Following a number of meetings with senior management, the team decided it was best to send an RFP (request for proposal) out to the market, which explained their requirements. Indeed, Lumu admits, they knew what they wanted, but they were not sure exactly what the solution would be and who could provide it.
“So the vendor was expected to provide us with a software system that gives a centralised method of managing both the physical and electronic records,” she says.
“We told them what we had in place and how the storage and document sharing wasn’t there — we told them everything.”
After the vendors sent in their proposals, the bank decided to call them in to present their solutions, show samples of their work, and respond to queries.
“It was better for us to actually look at something because it was something new to us,” Lumu says.
Following the presentations, the bank opted for Laserfiche, a software development company headquartered in California, but with offices across the world including, vitally, Cairo, where the bank is headquartered.
“The presentation was okay and quite detailed, and the sums they gave us were quite good,” Lumu says. “We wanted somebody who had an office in Cairo because of post-implementation support — we thought it would be better if we had somebody here.
“And the solution was quite good for us. Everything that we needed was there; automatic indexing, workflow, scanning, security, document storage, interface was beautiful, and it was easy to work with.”

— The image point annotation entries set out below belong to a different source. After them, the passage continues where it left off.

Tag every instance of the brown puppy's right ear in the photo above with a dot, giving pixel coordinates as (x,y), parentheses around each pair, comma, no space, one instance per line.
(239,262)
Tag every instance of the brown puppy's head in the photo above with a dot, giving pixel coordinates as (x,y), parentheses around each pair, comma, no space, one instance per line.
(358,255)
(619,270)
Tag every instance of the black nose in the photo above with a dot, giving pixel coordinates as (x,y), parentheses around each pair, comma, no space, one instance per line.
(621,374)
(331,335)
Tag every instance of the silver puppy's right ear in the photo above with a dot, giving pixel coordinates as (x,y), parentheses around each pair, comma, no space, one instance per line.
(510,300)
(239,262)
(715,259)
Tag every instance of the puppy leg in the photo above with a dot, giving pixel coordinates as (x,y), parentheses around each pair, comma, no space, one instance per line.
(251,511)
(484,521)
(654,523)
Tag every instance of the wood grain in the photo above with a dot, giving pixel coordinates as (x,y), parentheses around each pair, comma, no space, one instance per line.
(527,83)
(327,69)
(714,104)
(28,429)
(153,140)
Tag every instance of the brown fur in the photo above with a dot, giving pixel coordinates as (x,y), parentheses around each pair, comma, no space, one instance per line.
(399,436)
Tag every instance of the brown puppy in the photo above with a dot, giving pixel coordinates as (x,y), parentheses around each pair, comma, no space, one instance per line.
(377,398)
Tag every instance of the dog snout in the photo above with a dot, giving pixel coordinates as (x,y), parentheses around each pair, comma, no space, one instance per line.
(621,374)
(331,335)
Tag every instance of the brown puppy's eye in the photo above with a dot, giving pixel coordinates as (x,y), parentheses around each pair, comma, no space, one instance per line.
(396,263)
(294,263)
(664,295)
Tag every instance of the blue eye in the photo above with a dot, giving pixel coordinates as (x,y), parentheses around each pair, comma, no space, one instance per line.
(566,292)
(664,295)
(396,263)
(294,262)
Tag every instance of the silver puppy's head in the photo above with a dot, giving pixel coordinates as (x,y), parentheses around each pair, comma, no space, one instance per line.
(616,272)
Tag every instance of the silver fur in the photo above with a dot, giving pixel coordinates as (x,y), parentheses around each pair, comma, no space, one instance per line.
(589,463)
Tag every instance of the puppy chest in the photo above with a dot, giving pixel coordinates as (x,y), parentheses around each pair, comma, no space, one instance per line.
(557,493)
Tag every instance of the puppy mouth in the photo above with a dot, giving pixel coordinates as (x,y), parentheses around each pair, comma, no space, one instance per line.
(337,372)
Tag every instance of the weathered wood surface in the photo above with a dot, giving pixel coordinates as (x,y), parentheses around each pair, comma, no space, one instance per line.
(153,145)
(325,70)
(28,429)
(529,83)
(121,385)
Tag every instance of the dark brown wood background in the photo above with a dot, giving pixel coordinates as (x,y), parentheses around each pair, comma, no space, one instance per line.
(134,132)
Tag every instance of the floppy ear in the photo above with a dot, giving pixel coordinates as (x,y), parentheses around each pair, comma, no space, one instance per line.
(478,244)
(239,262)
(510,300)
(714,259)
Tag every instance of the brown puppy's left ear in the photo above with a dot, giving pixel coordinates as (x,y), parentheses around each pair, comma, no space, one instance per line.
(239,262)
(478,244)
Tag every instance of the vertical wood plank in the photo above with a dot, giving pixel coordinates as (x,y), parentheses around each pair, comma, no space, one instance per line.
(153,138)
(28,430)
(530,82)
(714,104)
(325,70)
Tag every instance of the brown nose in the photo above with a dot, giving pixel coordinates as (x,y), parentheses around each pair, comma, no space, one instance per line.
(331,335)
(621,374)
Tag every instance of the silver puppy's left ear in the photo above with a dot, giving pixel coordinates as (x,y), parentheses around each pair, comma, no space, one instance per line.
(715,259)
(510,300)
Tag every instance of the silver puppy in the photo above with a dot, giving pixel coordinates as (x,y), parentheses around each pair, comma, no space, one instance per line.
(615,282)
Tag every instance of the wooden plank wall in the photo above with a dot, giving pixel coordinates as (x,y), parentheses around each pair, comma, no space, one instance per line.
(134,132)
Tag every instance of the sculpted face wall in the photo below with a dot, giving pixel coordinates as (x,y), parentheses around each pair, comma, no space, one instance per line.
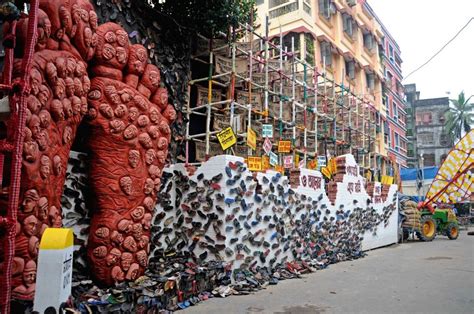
(81,69)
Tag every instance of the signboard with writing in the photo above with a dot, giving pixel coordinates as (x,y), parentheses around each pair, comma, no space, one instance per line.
(265,163)
(255,163)
(288,161)
(267,145)
(203,94)
(251,139)
(273,158)
(226,138)
(284,146)
(267,130)
(321,161)
(54,273)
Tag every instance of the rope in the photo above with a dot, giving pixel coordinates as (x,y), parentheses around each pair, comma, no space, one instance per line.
(18,106)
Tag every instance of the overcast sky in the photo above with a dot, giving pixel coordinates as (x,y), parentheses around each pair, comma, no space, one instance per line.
(422,27)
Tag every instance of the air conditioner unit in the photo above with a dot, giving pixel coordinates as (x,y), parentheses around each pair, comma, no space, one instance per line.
(351,3)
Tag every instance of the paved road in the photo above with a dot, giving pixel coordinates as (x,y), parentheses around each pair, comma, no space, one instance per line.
(415,277)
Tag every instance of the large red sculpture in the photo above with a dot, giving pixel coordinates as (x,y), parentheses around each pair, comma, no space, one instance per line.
(83,69)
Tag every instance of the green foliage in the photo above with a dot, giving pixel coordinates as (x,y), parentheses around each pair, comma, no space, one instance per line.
(208,17)
(460,116)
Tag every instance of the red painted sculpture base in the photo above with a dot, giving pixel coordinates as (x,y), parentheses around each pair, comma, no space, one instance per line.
(81,69)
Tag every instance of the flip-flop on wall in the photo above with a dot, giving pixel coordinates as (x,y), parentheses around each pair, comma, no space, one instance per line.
(223,212)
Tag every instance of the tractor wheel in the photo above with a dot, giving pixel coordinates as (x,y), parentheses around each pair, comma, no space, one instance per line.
(452,231)
(428,228)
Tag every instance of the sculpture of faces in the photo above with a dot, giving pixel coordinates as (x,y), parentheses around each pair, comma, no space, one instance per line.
(130,244)
(45,167)
(57,110)
(133,114)
(137,62)
(59,89)
(132,272)
(43,209)
(76,104)
(113,257)
(126,185)
(143,120)
(30,200)
(33,246)
(30,225)
(33,104)
(150,156)
(43,140)
(145,140)
(117,274)
(29,273)
(55,217)
(149,186)
(154,116)
(121,54)
(67,135)
(30,151)
(124,225)
(116,126)
(100,251)
(44,95)
(45,119)
(120,111)
(116,237)
(133,157)
(130,132)
(106,110)
(57,165)
(148,203)
(142,258)
(126,260)
(34,125)
(51,72)
(138,213)
(102,232)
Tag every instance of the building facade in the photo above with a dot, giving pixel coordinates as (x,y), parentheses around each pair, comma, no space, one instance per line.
(394,99)
(345,40)
(432,142)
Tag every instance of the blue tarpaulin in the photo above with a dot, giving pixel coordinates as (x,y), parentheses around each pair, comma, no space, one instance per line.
(410,173)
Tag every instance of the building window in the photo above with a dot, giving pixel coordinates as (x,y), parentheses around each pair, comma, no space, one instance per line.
(425,139)
(309,41)
(348,25)
(397,142)
(370,80)
(279,11)
(326,8)
(350,69)
(369,41)
(326,53)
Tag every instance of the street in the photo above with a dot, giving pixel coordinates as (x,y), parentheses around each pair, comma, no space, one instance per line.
(414,277)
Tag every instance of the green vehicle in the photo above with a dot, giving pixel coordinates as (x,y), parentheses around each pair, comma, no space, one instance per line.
(426,222)
(441,221)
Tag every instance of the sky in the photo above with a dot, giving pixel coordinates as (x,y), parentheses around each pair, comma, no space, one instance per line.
(422,27)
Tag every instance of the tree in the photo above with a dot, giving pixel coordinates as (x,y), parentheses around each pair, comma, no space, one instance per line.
(459,116)
(207,17)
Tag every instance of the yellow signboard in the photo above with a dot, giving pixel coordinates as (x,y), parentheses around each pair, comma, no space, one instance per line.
(226,138)
(284,146)
(265,163)
(251,139)
(254,163)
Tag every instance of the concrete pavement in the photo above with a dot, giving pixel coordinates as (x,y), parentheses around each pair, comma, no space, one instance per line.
(414,277)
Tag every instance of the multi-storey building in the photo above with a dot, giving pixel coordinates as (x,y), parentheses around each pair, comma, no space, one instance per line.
(394,99)
(429,143)
(412,95)
(341,38)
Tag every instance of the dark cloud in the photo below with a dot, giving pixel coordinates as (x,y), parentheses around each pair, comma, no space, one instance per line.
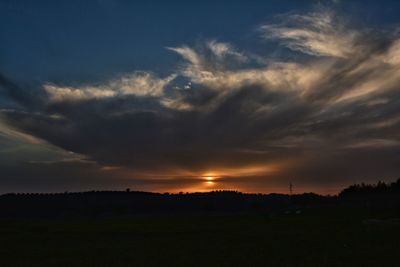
(329,120)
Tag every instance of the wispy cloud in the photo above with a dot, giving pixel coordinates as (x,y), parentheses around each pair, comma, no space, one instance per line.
(309,117)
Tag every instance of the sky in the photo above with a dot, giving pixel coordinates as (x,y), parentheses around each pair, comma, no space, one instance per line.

Whilst the implementation was relatively quick — around a month — like any deployment, it wasn’t without its challenges. With a delay in equipment delivery and issues around getting enough licences due to the sheer amount the bank wanted, the key challenges came back to the bank’s growth and transition.
The ECM implementation wasn’t the only IT project going on, with the bank also deploying a big SAP solution at the same time.
“I had a feeling that the staff were kind of overwhelmed,” Lumu says. “So we didn’t want to talk so much about the workflow of the system as it were.”
Subsequently, the bank decided to initially leverage just the core modules of the ECM solution — i.e. the main archiving and creation of documents — before introducing more functions after 12 months.
“We wanted to pilot it first with one department, then move onto others and allow them to talk about it so they could actually enjoy the workflow,” Lumu says. “So that is coming in slowly. We invested and so far it’s all good, but we still have to make more use in what we have invested in.”
For the functions the bank has implemented, the benefits are clear and felt, she adds.
“It’s very good. We can see all the files from 1994. When it came to sharing documents, it’s very easy for a department to have one central place to put their files. Whether I’m at my desk or not, somebody can actually go to that folder and view what’s in it.
“You don’t have to go to somebody’s laptop. It’s safer in the Laserfiche system because on the shared drive some people can’t access certain folders or files. It’s easy for a department to all work together and not worry about why they weren’t seeing certain reports.”